For families that lived in the Andes between 1100 and 1450, binding their baby’s head was related to a high social status.
Cornell Chronicle wrote that, similar to the Chinese foot binding, skull binding might have been a marker of group identity. “Its period of popularity in what is now Peru, before the expansion of the Inca Empire, was marked by political upheaval, ecological stress and the emergence of new cultural practices.”, they say.
Matthew Velasco, an assistant professor of anthropology, analyzed hundreds of human remains from multiple tombs in the Colca Valley of highland Peru and discovered that head modification was a practice that increased over time.
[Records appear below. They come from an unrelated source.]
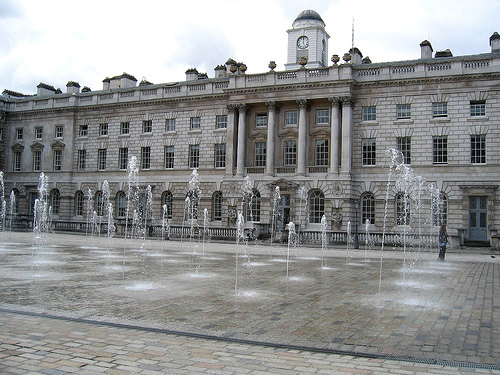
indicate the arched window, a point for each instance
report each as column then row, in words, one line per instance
column 55, row 201
column 316, row 206
column 79, row 203
column 14, row 201
column 368, row 208
column 99, row 201
column 167, row 200
column 439, row 209
column 217, row 206
column 402, row 209
column 253, row 209
column 121, row 204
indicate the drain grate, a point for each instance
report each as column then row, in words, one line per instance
column 260, row 343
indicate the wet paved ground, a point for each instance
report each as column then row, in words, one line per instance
column 332, row 311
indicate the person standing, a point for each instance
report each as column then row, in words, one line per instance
column 443, row 240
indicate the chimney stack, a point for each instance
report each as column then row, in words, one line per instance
column 426, row 50
column 495, row 42
column 72, row 87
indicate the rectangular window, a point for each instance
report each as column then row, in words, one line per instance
column 221, row 122
column 17, row 161
column 37, row 161
column 194, row 156
column 403, row 111
column 170, row 125
column 290, row 153
column 195, row 123
column 169, row 157
column 220, row 155
column 369, row 113
column 261, row 120
column 260, row 154
column 82, row 159
column 102, row 154
column 322, row 116
column 19, row 134
column 58, row 131
column 440, row 109
column 84, row 130
column 440, row 150
column 291, row 118
column 147, row 126
column 404, row 145
column 145, row 157
column 103, row 129
column 369, row 151
column 123, row 158
column 478, row 149
column 477, row 108
column 124, row 127
column 321, row 152
column 57, row 160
According to his findings: “from 39.2 percent to 73.7 percent”.
According to Cornell Chronicle, the Collaguas people used methods to make their heads assume a longer, narrower shape, while the Cavanas tried to make their heads wide and squat. Later on, the elongated shape became the predominant style of modification in this region.
“This shift toward embodying a shared identity may have strengthened ties between groups engaged in protracted conflict with outsiders, including the Incas”, said Velasco to this website.
So, whether this practice meant a higher social status, it is still to be determined, according to Cornell Chronicle, but to the assistant professor of anthropology, there is bio-archaeological evidence that modified females possessed more access to diverse food options and were less likely to encounter violence. “Cranial modification thus appears to be a factor in societal inequality”, Velasco said.